Today’s look at India’s urban future. A collection of rural villages in Andhra Pradesh is set to become India’s first smart city, called Amaravati, to be built from scratch and eventually home to 3.5 million people. “India’s second growth story will start from Amaravati,” Sreedhar Cherukuri, the Andhra Pradesh development commissioner told the Wall Street Journal (paywall). It is one of 100 smart-city developments India’s Prime Minister Narendra Modi wants to build across the country.
In Amaravati, planners envision using technology to tackle the problems of India’s urban hubs. Aerial drones will check for informal housing. Underground power lines and smart meters will make electricity theft impossible. A biometric database of every property owner will “prevent owners from dodging visits by government debt collectors,” the Wall Street Journal reports.
Local farmers — about 100,000 occupy the site of the future Amaravati — have been trading farmland for the promise of urban plots.

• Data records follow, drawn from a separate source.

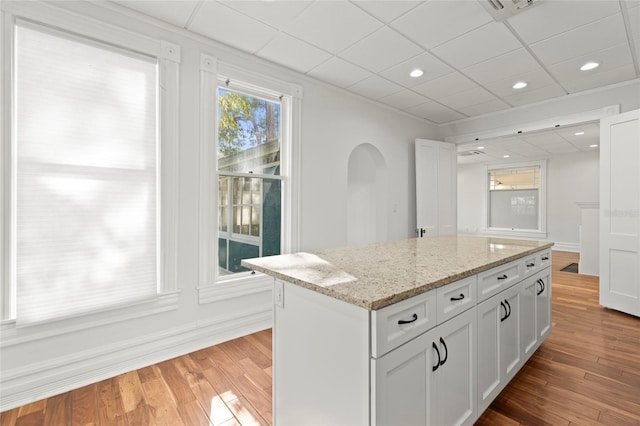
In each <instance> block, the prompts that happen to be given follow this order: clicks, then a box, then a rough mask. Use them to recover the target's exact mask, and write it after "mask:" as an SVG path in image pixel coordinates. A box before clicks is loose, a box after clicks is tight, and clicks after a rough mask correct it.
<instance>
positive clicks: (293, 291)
mask: <svg viewBox="0 0 640 426" xmlns="http://www.w3.org/2000/svg"><path fill="white" fill-rule="evenodd" d="M280 285H281V286H282V296H283V297H282V303H280V302H279V298H278V297H276V298H275V304H274V327H273V364H274V366H273V368H274V370H273V398H274V412H273V416H274V424H276V425H278V426H285V425H295V426H302V425H320V424H321V425H345V424H350V425H351V424H352V425H366V424H369V412H370V411H369V350H370V349H369V345H370V343H369V341H370V331H369V311H367V310H365V309H363V308H360V307H357V306H354V305H350V304H347V303H345V302H342V301H339V300H336V299H333V298H331V297H327V296H325V295H322V294H320V293H317V292H314V291H311V290H308V289H305V288H302V287H300V286H297V285H294V284H291V283H287V282H282V281H279V280H276V281H275V286H276V289H275V291H274V295H277V294H278V292H279V291H280V290H279V288H278V287H279V286H280Z"/></svg>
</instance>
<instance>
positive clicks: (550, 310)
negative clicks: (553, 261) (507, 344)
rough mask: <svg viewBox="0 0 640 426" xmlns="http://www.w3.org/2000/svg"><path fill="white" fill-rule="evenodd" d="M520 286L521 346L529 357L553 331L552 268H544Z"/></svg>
mask: <svg viewBox="0 0 640 426" xmlns="http://www.w3.org/2000/svg"><path fill="white" fill-rule="evenodd" d="M519 287H520V289H521V321H520V335H521V348H522V353H523V355H524V358H525V359H527V358H529V357H530V356H531V354H532V353H533V352H535V350H536V349H538V347H539V346H540V344H541V343H542V341H543V340H544V339H545V338H546V337H547V335H548V334H549V333H550V332H551V269H550V268H546V269H543V270H542V271H540V272H539V273H537V274H536V275H534V276H531V277H529V278H527V279H526V280H524V281H523V282H522V283H521V284H520V286H519Z"/></svg>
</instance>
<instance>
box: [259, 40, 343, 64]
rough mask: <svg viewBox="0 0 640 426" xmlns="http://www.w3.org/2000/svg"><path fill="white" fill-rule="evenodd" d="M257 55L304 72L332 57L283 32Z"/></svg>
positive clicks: (264, 47)
mask: <svg viewBox="0 0 640 426" xmlns="http://www.w3.org/2000/svg"><path fill="white" fill-rule="evenodd" d="M257 55H258V56H260V57H262V58H265V59H268V60H270V61H273V62H275V63H277V64H281V65H284V66H285V67H289V68H291V69H294V70H296V71H300V72H302V73H306V72H308V71H309V70H311V69H313V68H315V67H316V66H317V65H319V64H321V63H322V62H324V61H326V60H327V59H329V58H330V57H331V55H329V54H328V53H327V52H325V51H323V50H320V49H318V48H317V47H314V46H312V45H310V44H308V43H305V42H304V41H300V40H298V39H296V38H293V37H291V36H288V35H286V34H282V33H281V34H279V35H278V36H277V37H276V38H274V39H273V40H271V41H270V42H269V43H268V44H267V45H266V46H264V47H263V48H262V49H260V51H258V52H257Z"/></svg>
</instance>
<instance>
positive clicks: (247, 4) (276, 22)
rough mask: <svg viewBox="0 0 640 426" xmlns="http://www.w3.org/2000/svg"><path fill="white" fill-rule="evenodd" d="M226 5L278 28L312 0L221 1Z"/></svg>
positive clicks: (282, 25)
mask: <svg viewBox="0 0 640 426" xmlns="http://www.w3.org/2000/svg"><path fill="white" fill-rule="evenodd" d="M220 3H224V4H225V5H227V6H229V7H231V8H233V9H235V10H237V11H238V12H241V13H244V14H245V15H248V16H250V17H252V18H254V19H257V20H258V21H261V22H264V23H265V24H269V25H272V26H274V27H276V28H278V29H280V28H282V27H283V26H284V25H286V24H288V23H289V22H290V21H291V20H293V18H295V17H296V16H298V15H299V14H300V13H301V12H302V11H303V10H304V9H305V8H307V7H308V6H309V5H310V4H311V3H312V2H311V1H304V0H296V1H254V0H243V1H229V0H225V1H221V2H220Z"/></svg>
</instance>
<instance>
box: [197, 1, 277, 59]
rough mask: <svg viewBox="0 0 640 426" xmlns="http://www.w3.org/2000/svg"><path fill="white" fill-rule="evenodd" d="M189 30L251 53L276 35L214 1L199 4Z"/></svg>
mask: <svg viewBox="0 0 640 426" xmlns="http://www.w3.org/2000/svg"><path fill="white" fill-rule="evenodd" d="M212 23H215V24H212ZM238 28H242V29H243V30H242V31H238ZM188 29H189V30H191V31H193V32H196V33H198V34H202V35H204V36H206V37H210V38H212V39H214V40H217V41H220V42H222V43H225V44H228V45H229V46H233V47H236V48H238V49H241V50H244V51H247V52H250V53H255V52H256V51H257V50H258V49H260V48H261V47H262V46H264V45H265V43H266V42H267V41H268V40H271V39H272V38H273V37H275V36H276V35H277V34H278V32H277V31H276V30H275V29H273V28H272V27H270V26H268V25H265V24H263V23H262V22H258V21H256V20H255V19H253V18H249V17H248V16H246V15H243V14H241V13H239V12H237V11H235V10H233V9H231V8H229V7H227V6H224V5H222V4H220V3H217V2H214V1H207V2H204V3H202V6H201V7H200V9H199V10H198V13H197V14H196V15H195V17H194V18H193V21H191V23H190V24H189V26H188Z"/></svg>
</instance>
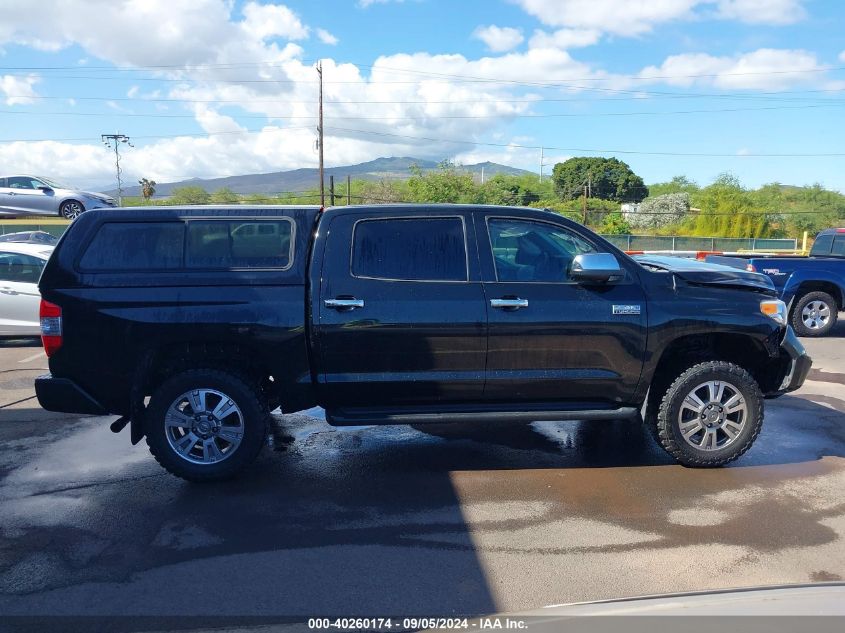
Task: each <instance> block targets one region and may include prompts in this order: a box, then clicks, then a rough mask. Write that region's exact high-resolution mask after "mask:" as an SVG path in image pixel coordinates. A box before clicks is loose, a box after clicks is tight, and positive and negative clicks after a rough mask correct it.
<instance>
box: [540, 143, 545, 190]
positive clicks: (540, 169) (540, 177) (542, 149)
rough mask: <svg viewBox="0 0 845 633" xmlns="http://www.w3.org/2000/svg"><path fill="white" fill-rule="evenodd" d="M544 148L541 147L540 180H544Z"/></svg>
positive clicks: (542, 181) (540, 162)
mask: <svg viewBox="0 0 845 633" xmlns="http://www.w3.org/2000/svg"><path fill="white" fill-rule="evenodd" d="M543 149H544V148H542V147H541V148H540V182H543Z"/></svg>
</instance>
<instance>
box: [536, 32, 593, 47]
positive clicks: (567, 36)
mask: <svg viewBox="0 0 845 633" xmlns="http://www.w3.org/2000/svg"><path fill="white" fill-rule="evenodd" d="M600 39H601V31H597V30H595V29H558V30H557V31H554V32H553V33H547V32H546V31H541V30H539V29H538V30H536V31H534V35H533V36H532V37H531V40H530V41H529V42H528V45H529V46H530V47H531V48H564V49H569V48H581V47H583V46H592V45H593V44H596V43H598V41H599V40H600Z"/></svg>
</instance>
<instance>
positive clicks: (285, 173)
mask: <svg viewBox="0 0 845 633" xmlns="http://www.w3.org/2000/svg"><path fill="white" fill-rule="evenodd" d="M412 165H416V166H417V167H419V168H420V169H422V170H423V171H424V172H426V171H431V170H433V169H437V163H436V162H435V161H431V160H422V159H419V158H409V157H406V156H402V157H390V158H377V159H375V160H371V161H367V162H366V163H359V164H357V165H346V166H344V167H327V168H326V169H325V170H324V171H325V175H326V186H327V187H328V182H329V176H334V179H335V187H336V189H337V190H343V189H344V187H345V186H346V185H345V181H346V176H347V175H348V176H351V177H352V178H353V179H359V180H390V179H404V178H408V177H409V176H410V175H411V172H410V168H411V166H412ZM458 169H459V170H461V171H466V172H469V173H471V174H472V175H473V176H474V177H475V178H481V173H482V170H483V172H484V177H485V178H489V177H490V176H494V175H495V174H510V175H517V176H519V175H523V174H527V173H529V172H527V171H525V170H524V169H517V168H516V167H509V166H507V165H499V164H498V163H491V162H484V163H477V164H475V165H460V166H458ZM319 178H320V177H319V171H318V170H317V169H316V168H313V167H308V168H303V169H293V170H291V171H276V172H271V173H269V174H245V175H243V176H226V177H224V178H208V179H204V178H191V179H189V180H181V181H179V182H160V183H157V184H156V196H155V197H156V198H159V197H166V196H169V195H171V194H172V192H173V189H175V188H177V187H185V186H189V185H190V186H196V187H202V188H203V189H205V190H206V191H208V192H212V191H216V190H217V189H222V188H223V187H228V188H229V189H231V190H232V191H234V192H235V193H242V194H249V193H264V194H273V193H280V192H287V191H305V190H308V189H316V188H317V186H318V183H319ZM106 193H108V194H109V195H112V196H115V195H117V190H116V189H112V190H110V191H107V192H106ZM123 195H125V196H140V195H141V188H140V187H139V186H138V185H135V186H132V187H126V188H125V189H124V190H123Z"/></svg>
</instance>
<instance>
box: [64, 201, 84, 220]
mask: <svg viewBox="0 0 845 633" xmlns="http://www.w3.org/2000/svg"><path fill="white" fill-rule="evenodd" d="M84 212H85V207H84V206H82V203H81V202H77V201H76V200H66V201H65V202H62V206H60V207H59V215H60V216H62V217H63V218H64V219H65V220H75V219H76V218H78V217H79V216H80V215H82V214H83V213H84Z"/></svg>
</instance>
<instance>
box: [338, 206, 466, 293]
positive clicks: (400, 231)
mask: <svg viewBox="0 0 845 633" xmlns="http://www.w3.org/2000/svg"><path fill="white" fill-rule="evenodd" d="M352 244H353V246H352V274H353V275H354V276H356V277H366V278H371V279H389V280H397V281H467V278H468V277H467V250H466V236H465V233H464V224H463V219H462V218H460V217H442V218H439V217H430V218H385V219H375V220H361V221H359V222H358V223H357V224H356V225H355V229H354V231H353V239H352Z"/></svg>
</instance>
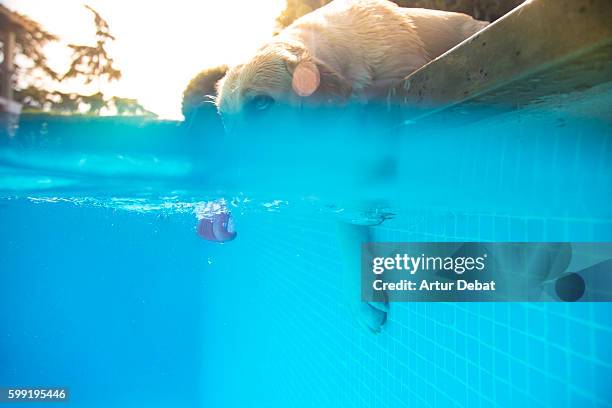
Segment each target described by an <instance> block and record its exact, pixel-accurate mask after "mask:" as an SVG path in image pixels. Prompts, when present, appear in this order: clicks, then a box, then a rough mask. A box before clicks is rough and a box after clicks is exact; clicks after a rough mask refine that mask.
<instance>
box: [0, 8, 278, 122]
mask: <svg viewBox="0 0 612 408" xmlns="http://www.w3.org/2000/svg"><path fill="white" fill-rule="evenodd" d="M0 3H2V4H4V5H6V6H7V7H9V8H10V9H12V10H14V11H17V12H19V13H22V14H25V15H27V16H29V17H31V18H32V19H34V20H36V21H38V22H39V23H40V24H42V25H43V27H45V28H46V29H47V31H49V32H51V33H53V34H56V35H58V36H59V37H60V44H62V45H65V44H68V43H79V44H84V43H86V44H93V39H94V25H93V17H92V14H91V13H90V12H89V11H87V10H86V9H85V8H84V7H83V5H84V4H88V5H90V6H91V7H93V8H94V9H95V10H97V11H98V12H99V13H100V14H101V15H102V17H104V18H105V19H106V20H107V21H108V23H109V26H110V30H111V33H112V34H113V35H114V36H115V37H116V38H117V41H115V42H114V44H113V45H112V47H110V51H111V55H112V56H114V58H115V62H116V66H117V67H118V68H119V69H120V70H121V71H122V75H123V77H122V79H121V80H120V81H118V82H115V83H113V84H110V85H107V86H103V87H102V91H103V92H104V93H105V94H107V95H108V96H110V95H116V96H122V97H130V98H137V99H138V100H139V101H140V103H141V104H142V105H144V107H145V108H147V109H149V110H151V111H153V112H155V113H157V114H158V115H160V117H162V118H181V117H182V116H181V113H180V106H181V98H182V93H183V90H184V89H185V86H186V85H187V83H188V82H189V80H190V79H191V78H192V77H193V76H194V75H195V74H197V73H198V72H199V71H201V70H202V69H204V68H207V67H211V66H215V65H219V64H228V65H231V64H234V63H236V62H239V61H240V60H241V59H243V58H246V57H247V56H248V55H249V54H251V53H252V52H254V51H255V49H257V48H258V47H259V45H261V44H262V43H263V42H265V41H266V40H267V39H269V38H270V37H271V35H272V31H273V30H274V27H275V23H274V20H275V18H276V16H277V15H278V14H279V13H280V11H281V10H282V9H283V8H284V6H285V0H173V1H135V0H88V1H83V0H0ZM47 53H48V57H49V61H50V64H51V65H52V67H54V68H55V69H57V70H59V71H60V72H63V71H64V70H65V69H66V68H67V66H68V58H69V56H70V52H69V51H66V49H65V47H62V46H52V47H48V48H47ZM74 86H75V85H74V84H73V85H72V89H66V88H64V90H73V91H79V92H84V93H90V92H95V91H96V89H95V88H91V87H89V88H82V87H79V88H78V89H74ZM66 87H68V88H70V86H66Z"/></svg>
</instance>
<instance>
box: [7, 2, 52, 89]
mask: <svg viewBox="0 0 612 408" xmlns="http://www.w3.org/2000/svg"><path fill="white" fill-rule="evenodd" d="M0 7H2V8H4V9H5V10H6V12H8V13H13V14H17V13H15V12H13V11H10V10H8V9H7V8H6V7H4V6H3V5H1V4H0ZM18 16H19V17H20V18H21V19H22V20H24V21H25V22H26V23H27V24H25V25H15V26H13V28H12V29H13V31H14V32H15V46H16V47H15V48H16V55H17V58H15V65H16V66H15V69H16V73H15V74H16V77H17V78H24V77H26V76H30V77H33V76H39V77H46V78H50V79H52V80H55V79H57V78H58V73H57V72H55V71H54V70H53V69H51V67H49V65H48V61H47V57H46V55H45V53H44V47H45V46H46V45H47V44H49V43H52V42H54V41H57V39H58V37H57V36H55V35H53V34H51V33H49V32H47V31H46V30H44V29H43V28H42V27H41V25H40V24H38V23H37V22H35V21H32V20H30V19H29V18H27V17H25V16H22V15H18ZM0 23H2V22H0ZM26 87H27V86H26Z"/></svg>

Meanwhile, planners are scoping out “micro-plots” for low-income business owners, starting at $3,000 for a 50-square-meter spot. (At that price, micro-financiers will probably follow.) The Andhra Pradesh development agency plans to preserve the 12,000-person village of Tulluru, close to the future city center, as a heritage site.
Not everyone is convinced. All that monitoring smacks of Big Brother. Criticsargue the project diverts resources away from investing in existing cities, especially the rapidly growing second- and third-tier urban centers. “The focus should be on how these cities can grow sustainably,” Ani Dasgupta of the World Resources Institute Ross Center for Sustainable Cities says.